- Born: February 17, 1938 (age 88) Tecumseh, Nebraska, US
- Education: Massachusetts Institute of Technology
- Scientific career
- Fields: Electrical engineering
- Workplaces: Georgia Institute of Technology
- Doctoral advisor: Alan V. Oppenheim
- Doctoral students: Steven M. Kay

= Ronald W. Schafer =

American engineer (born 1938)

Ronald W. Schafer (born February 17, 1938) is an American electrical engineer notable for his contributions to digital signal processing.

After receiving his Ph.D. degree at Massachusetts Institute of Technology in 1968, he joined the Acoustics Research Department at Bell Laboratories, where he did research on digital signal processing and digital speech coding.

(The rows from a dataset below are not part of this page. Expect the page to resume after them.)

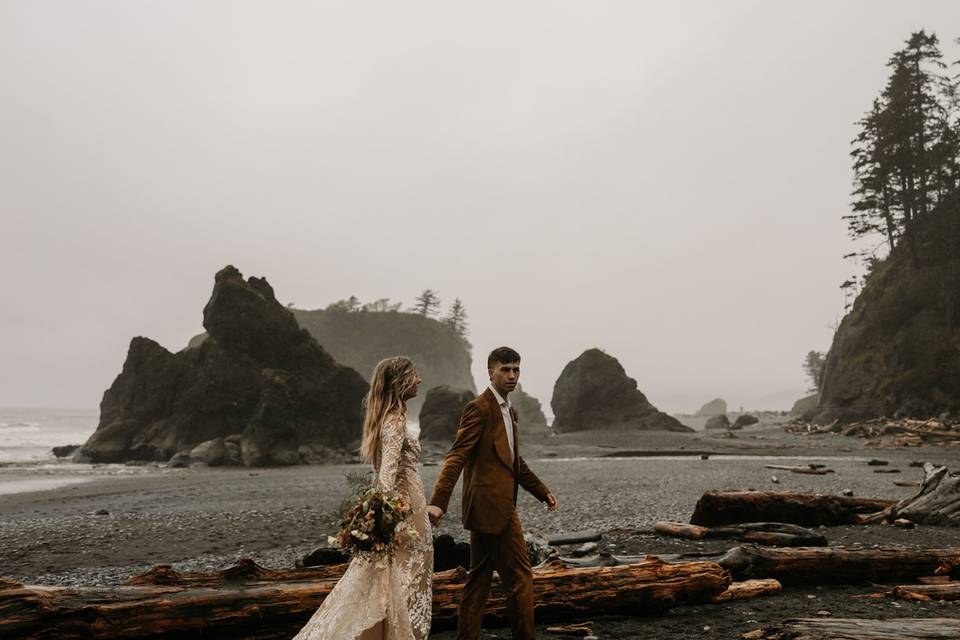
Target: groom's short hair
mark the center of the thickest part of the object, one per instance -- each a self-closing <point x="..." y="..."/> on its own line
<point x="503" y="355"/>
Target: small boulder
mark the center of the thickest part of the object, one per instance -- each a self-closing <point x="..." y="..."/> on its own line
<point x="744" y="420"/>
<point x="440" y="413"/>
<point x="65" y="450"/>
<point x="180" y="460"/>
<point x="716" y="407"/>
<point x="231" y="454"/>
<point x="211" y="452"/>
<point x="717" y="422"/>
<point x="322" y="556"/>
<point x="450" y="554"/>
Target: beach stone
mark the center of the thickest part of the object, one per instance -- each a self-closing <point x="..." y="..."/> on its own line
<point x="538" y="548"/>
<point x="322" y="556"/>
<point x="744" y="420"/>
<point x="258" y="374"/>
<point x="448" y="553"/>
<point x="231" y="454"/>
<point x="717" y="422"/>
<point x="716" y="407"/>
<point x="180" y="460"/>
<point x="65" y="450"/>
<point x="594" y="392"/>
<point x="440" y="413"/>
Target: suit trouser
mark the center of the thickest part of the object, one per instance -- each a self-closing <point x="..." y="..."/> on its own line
<point x="507" y="553"/>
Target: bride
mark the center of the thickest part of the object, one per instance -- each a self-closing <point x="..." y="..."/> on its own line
<point x="386" y="600"/>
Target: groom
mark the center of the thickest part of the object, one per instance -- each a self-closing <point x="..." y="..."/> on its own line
<point x="487" y="450"/>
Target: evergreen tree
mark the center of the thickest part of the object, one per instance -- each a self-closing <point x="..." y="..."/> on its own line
<point x="456" y="319"/>
<point x="813" y="367"/>
<point x="427" y="303"/>
<point x="905" y="156"/>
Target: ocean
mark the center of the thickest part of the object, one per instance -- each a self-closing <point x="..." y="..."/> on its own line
<point x="28" y="435"/>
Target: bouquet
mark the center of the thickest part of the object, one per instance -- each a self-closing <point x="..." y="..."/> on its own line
<point x="375" y="524"/>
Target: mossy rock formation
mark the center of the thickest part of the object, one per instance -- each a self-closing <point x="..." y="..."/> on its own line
<point x="897" y="353"/>
<point x="258" y="377"/>
<point x="594" y="392"/>
<point x="360" y="339"/>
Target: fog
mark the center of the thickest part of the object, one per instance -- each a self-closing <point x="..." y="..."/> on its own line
<point x="664" y="181"/>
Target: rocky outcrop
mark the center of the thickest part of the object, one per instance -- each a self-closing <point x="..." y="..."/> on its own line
<point x="804" y="407"/>
<point x="259" y="382"/>
<point x="529" y="412"/>
<point x="716" y="407"/>
<point x="897" y="353"/>
<point x="594" y="392"/>
<point x="360" y="339"/>
<point x="440" y="414"/>
<point x="717" y="422"/>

In 1974 he joined the Georgia Institute of Technology, where he became a professor in electrical engineering, until leaving to join Hewlett-Packard in March 2005.

He has served as associate editor of IEEE Transactions on Acoustics, Speech, and Signal Processing and as vice-president and president of the IEEE Signal Processing Society. He is a Life Fellow of the IEEE and a Fellow of the Acoustical Society of America. He is also a member of the National Academy of Engineering in 1994 for research, teaching, and leadership in signal processing.

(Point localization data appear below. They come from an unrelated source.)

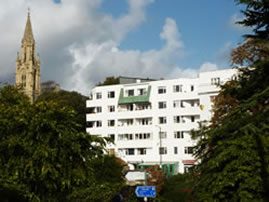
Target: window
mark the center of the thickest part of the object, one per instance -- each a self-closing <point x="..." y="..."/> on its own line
<point x="162" y="120"/>
<point x="112" y="137"/>
<point x="176" y="103"/>
<point x="192" y="118"/>
<point x="163" y="135"/>
<point x="130" y="107"/>
<point x="111" y="123"/>
<point x="188" y="150"/>
<point x="187" y="168"/>
<point x="161" y="90"/>
<point x="144" y="121"/>
<point x="23" y="80"/>
<point x="215" y="81"/>
<point x="212" y="98"/>
<point x="142" y="136"/>
<point x="162" y="150"/>
<point x="125" y="136"/>
<point x="130" y="151"/>
<point x="175" y="150"/>
<point x="111" y="108"/>
<point x="177" y="88"/>
<point x="176" y="119"/>
<point x="98" y="109"/>
<point x="130" y="93"/>
<point x="162" y="105"/>
<point x="111" y="94"/>
<point x="98" y="123"/>
<point x="141" y="91"/>
<point x="182" y="104"/>
<point x="98" y="95"/>
<point x="192" y="87"/>
<point x="178" y="134"/>
<point x="141" y="151"/>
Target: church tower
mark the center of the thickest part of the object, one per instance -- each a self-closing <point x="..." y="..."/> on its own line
<point x="28" y="64"/>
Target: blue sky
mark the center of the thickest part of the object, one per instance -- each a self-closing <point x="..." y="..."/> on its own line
<point x="81" y="42"/>
<point x="205" y="26"/>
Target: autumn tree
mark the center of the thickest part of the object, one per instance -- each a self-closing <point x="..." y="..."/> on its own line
<point x="233" y="151"/>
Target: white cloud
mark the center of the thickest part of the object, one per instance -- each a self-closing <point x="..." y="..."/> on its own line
<point x="233" y="22"/>
<point x="208" y="66"/>
<point x="93" y="62"/>
<point x="79" y="45"/>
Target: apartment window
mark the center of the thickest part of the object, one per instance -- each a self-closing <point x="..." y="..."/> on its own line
<point x="141" y="151"/>
<point x="144" y="121"/>
<point x="215" y="81"/>
<point x="98" y="95"/>
<point x="163" y="135"/>
<point x="176" y="103"/>
<point x="192" y="118"/>
<point x="142" y="136"/>
<point x="188" y="150"/>
<point x="192" y="87"/>
<point x="98" y="109"/>
<point x="98" y="123"/>
<point x="141" y="91"/>
<point x="130" y="107"/>
<point x="176" y="119"/>
<point x="130" y="92"/>
<point x="175" y="150"/>
<point x="23" y="80"/>
<point x="130" y="151"/>
<point x="163" y="150"/>
<point x="212" y="98"/>
<point x="162" y="120"/>
<point x="111" y="94"/>
<point x="162" y="105"/>
<point x="177" y="88"/>
<point x="178" y="134"/>
<point x="182" y="104"/>
<point x="111" y="123"/>
<point x="111" y="108"/>
<point x="187" y="168"/>
<point x="125" y="136"/>
<point x="112" y="137"/>
<point x="161" y="90"/>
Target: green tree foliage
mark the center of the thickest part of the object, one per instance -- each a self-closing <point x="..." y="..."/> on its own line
<point x="72" y="99"/>
<point x="110" y="81"/>
<point x="233" y="151"/>
<point x="45" y="157"/>
<point x="178" y="188"/>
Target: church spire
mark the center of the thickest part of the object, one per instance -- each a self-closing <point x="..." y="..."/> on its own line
<point x="28" y="64"/>
<point x="28" y="32"/>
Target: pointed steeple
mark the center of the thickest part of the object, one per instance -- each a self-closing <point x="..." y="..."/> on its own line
<point x="28" y="64"/>
<point x="28" y="32"/>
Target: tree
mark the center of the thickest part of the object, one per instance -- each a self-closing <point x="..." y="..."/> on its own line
<point x="178" y="187"/>
<point x="43" y="154"/>
<point x="73" y="99"/>
<point x="233" y="151"/>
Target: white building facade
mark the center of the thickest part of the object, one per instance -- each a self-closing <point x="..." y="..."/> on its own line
<point x="151" y="121"/>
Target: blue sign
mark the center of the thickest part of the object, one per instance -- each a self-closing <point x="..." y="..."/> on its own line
<point x="145" y="191"/>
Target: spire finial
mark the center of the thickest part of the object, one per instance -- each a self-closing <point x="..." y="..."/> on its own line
<point x="28" y="33"/>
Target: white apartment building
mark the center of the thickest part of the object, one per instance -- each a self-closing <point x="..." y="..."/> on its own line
<point x="150" y="121"/>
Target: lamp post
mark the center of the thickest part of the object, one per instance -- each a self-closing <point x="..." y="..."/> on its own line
<point x="160" y="146"/>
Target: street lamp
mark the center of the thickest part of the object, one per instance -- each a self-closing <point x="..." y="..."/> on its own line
<point x="160" y="146"/>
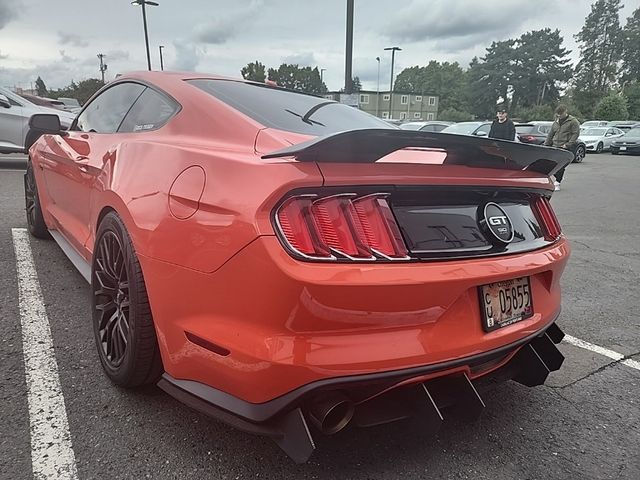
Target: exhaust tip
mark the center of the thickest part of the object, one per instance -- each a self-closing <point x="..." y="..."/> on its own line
<point x="331" y="412"/>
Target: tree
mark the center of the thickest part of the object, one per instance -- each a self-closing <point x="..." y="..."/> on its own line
<point x="600" y="43"/>
<point x="254" y="71"/>
<point x="631" y="48"/>
<point x="303" y="79"/>
<point x="541" y="64"/>
<point x="612" y="107"/>
<point x="41" y="88"/>
<point x="446" y="80"/>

He has received the IEEE Region 3 Outstanding Engineer Award, the 1980 IEEE Emanuel R. Piore Award, the Distinguished Professor Award at the Georgia Institute of Technology, the 1992 IEEE Education Medal and the 2010 IEEE Jack S. Kilby Signal Processing Medal.

== Books ==
- Digital Signal Processing, A. V. Oppenheim, R. W. Schafer, Prentice Hall, 1975
- Digital Processing of Speech Signals, L. Rabiner, R. W. Schafer, Pearson Education, 1978.
- Discrete-Time Signal Processing, A. V. Oppenheim, R. W. Schafer, Pearson, 2010.
- Computer-Based Exercises for Signal Processing Using MATLAB, J. H. McClellan, C. S. Burrus, A. V. Oppenheim, T. W. Parks, R. W. Schafer, H. W. Schuessler, Prentice Hall, 1998
- DSP First: A Multimedia Approach J. H. McClellan, R. W. Schafer, M. A. Yoder, Upper Saddle River, NJ: Prentice-Hall, Inc., 1998.
- Signal Processing First J. H. McClellan, R. W. Schafer, M. A. Yoder, Upper Saddle River, NJ: Prentice-Hall, Inc., 2003.